Customer churn quietly erodes Shopify revenue. Learn how to identify at-risk customers using data, and which interventions actually bring them back before they are gone.

Most Shopify merchants focus entirely on acquisition and barely think about churn — until the revenue plateaus despite growing ad spend. Customer churn is the invisible drain beneath your growth. Reducing it does not require a large budget; it requires the right data and a systematic approach to re-engagement.

Defining Churn for Your Business

Churn means different things depending on what you sell. For a supplement brand with a 30-day product cycle, a customer who has not ordered in 60 days is churning. For a furniture brand, someone who has not returned in 24 months might still be active. Define your churn window based on your category's natural repurchase cycle — typically two to three times the average days-between-orders.

Identifying At-Risk Customers with RFM

RFM analysis — Recency, Frequency, Monetary — is the most effective framework for identifying customers at different stages of churn risk. Shopify's built-in customer segments use a simplified version of this. Customers who scored high on all three metrics six months ago but have not purchased recently are your 'at risk' segment and your highest-priority re-engagement target.

  • Recent + high frequency + high value = your VIP customers to protect
  • Declining recency + high historical value = at-risk, win-back priority
  • One purchase only + no recent activity = lapsed single buyers
  • New customers within last 60 days = early retention focus
Key insightIt costs five times more to acquire a new customer than to retain an existing one. A 5% increase in retention can increase profitability by up to 95%. The maths strongly favour win-back investment.

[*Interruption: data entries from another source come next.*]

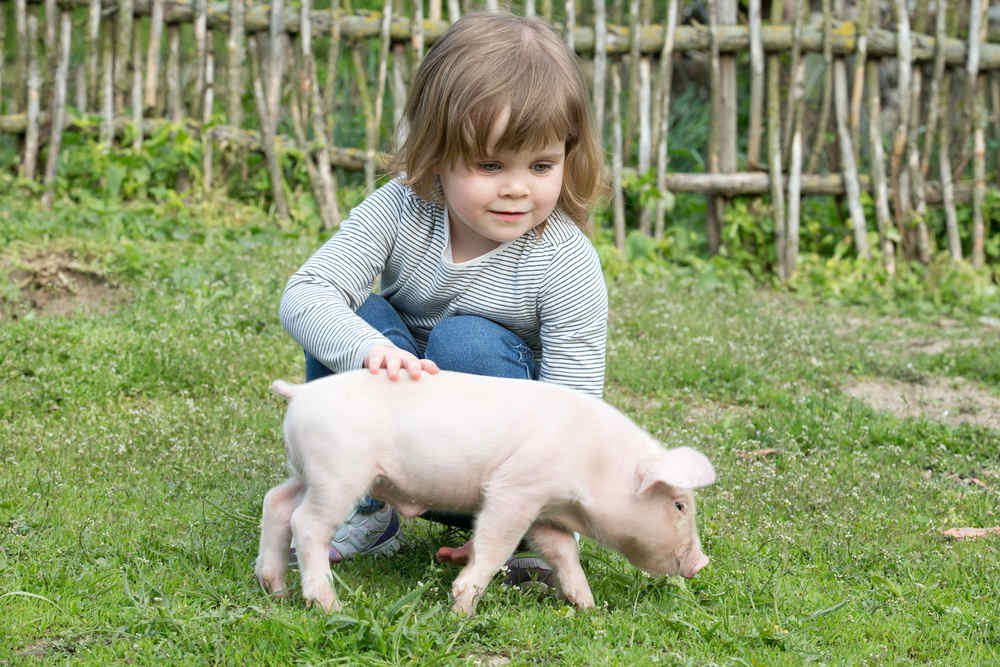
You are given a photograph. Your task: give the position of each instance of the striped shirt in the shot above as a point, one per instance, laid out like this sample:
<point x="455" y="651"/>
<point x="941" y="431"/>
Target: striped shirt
<point x="548" y="289"/>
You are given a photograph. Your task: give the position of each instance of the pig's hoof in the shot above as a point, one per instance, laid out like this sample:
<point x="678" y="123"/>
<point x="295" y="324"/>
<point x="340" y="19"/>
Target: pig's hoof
<point x="464" y="608"/>
<point x="465" y="599"/>
<point x="581" y="600"/>
<point x="327" y="606"/>
<point x="272" y="583"/>
<point x="322" y="596"/>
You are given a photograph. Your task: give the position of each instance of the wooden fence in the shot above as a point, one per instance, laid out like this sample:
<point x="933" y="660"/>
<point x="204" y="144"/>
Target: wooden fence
<point x="935" y="70"/>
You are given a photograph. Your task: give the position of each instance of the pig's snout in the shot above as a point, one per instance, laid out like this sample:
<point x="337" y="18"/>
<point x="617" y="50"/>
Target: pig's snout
<point x="699" y="562"/>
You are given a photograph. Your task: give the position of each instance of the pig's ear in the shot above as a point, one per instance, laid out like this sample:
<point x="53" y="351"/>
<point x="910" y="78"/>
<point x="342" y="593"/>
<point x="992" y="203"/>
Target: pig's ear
<point x="682" y="467"/>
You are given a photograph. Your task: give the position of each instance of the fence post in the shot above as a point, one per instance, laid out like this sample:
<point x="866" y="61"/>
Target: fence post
<point x="722" y="147"/>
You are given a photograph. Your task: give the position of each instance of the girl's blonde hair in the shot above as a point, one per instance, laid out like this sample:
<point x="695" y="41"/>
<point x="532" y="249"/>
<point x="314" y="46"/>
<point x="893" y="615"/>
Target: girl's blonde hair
<point x="483" y="65"/>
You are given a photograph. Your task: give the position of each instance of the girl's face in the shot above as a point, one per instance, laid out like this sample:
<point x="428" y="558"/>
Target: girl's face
<point x="502" y="196"/>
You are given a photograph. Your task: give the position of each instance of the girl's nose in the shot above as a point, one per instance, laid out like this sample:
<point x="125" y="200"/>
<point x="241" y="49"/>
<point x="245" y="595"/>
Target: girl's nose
<point x="514" y="187"/>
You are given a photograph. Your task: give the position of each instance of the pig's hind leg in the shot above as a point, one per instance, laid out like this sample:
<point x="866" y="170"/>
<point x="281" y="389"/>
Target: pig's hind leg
<point x="275" y="535"/>
<point x="559" y="548"/>
<point x="500" y="525"/>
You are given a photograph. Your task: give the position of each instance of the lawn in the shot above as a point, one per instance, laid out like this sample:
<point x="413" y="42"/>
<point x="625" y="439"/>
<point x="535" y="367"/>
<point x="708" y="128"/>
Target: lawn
<point x="138" y="438"/>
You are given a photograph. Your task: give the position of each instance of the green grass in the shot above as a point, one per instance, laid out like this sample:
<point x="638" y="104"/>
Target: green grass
<point x="138" y="439"/>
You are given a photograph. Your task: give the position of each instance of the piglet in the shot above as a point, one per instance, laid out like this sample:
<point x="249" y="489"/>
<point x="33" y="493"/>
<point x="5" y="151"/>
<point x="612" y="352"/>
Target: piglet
<point x="527" y="458"/>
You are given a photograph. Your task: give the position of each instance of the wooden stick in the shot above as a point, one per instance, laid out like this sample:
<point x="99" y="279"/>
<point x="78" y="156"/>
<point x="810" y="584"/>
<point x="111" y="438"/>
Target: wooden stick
<point x="899" y="178"/>
<point x="207" y="108"/>
<point x="275" y="63"/>
<point x="332" y="56"/>
<point x="201" y="47"/>
<point x="175" y="103"/>
<point x="91" y="51"/>
<point x="137" y="85"/>
<point x="417" y="30"/>
<point x="20" y="74"/>
<point x="756" y="85"/>
<point x="977" y="30"/>
<point x="913" y="149"/>
<point x="616" y="158"/>
<point x="794" y="132"/>
<point x="645" y="161"/>
<point x="373" y="115"/>
<point x="312" y="104"/>
<point x="80" y="87"/>
<point x="878" y="168"/>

Win-Back Campaigns That Work

The most effective win-back email sequence starts with a personal check-in, not a discount. 'We have not seen you in a while — here is what is new' outperforms 'Here is 15% off' as the opening message for high-value churned customers. Reserve the discount for the second or third email in the sequence. It signals that the incentive is for re-engagement, not a perpetual expectation.

Using Klaviyo's Predictive Analytics

Klaviyo's predictive churn risk feature analyses purchasing patterns to flag customers likely to churn before they actually do. This allows you to trigger proactive retention flows — a replenishment reminder, a new arrival announcement, or a loyalty reward — before the customer goes cold. Acting early is far more effective than trying to win back someone who churned six months ago.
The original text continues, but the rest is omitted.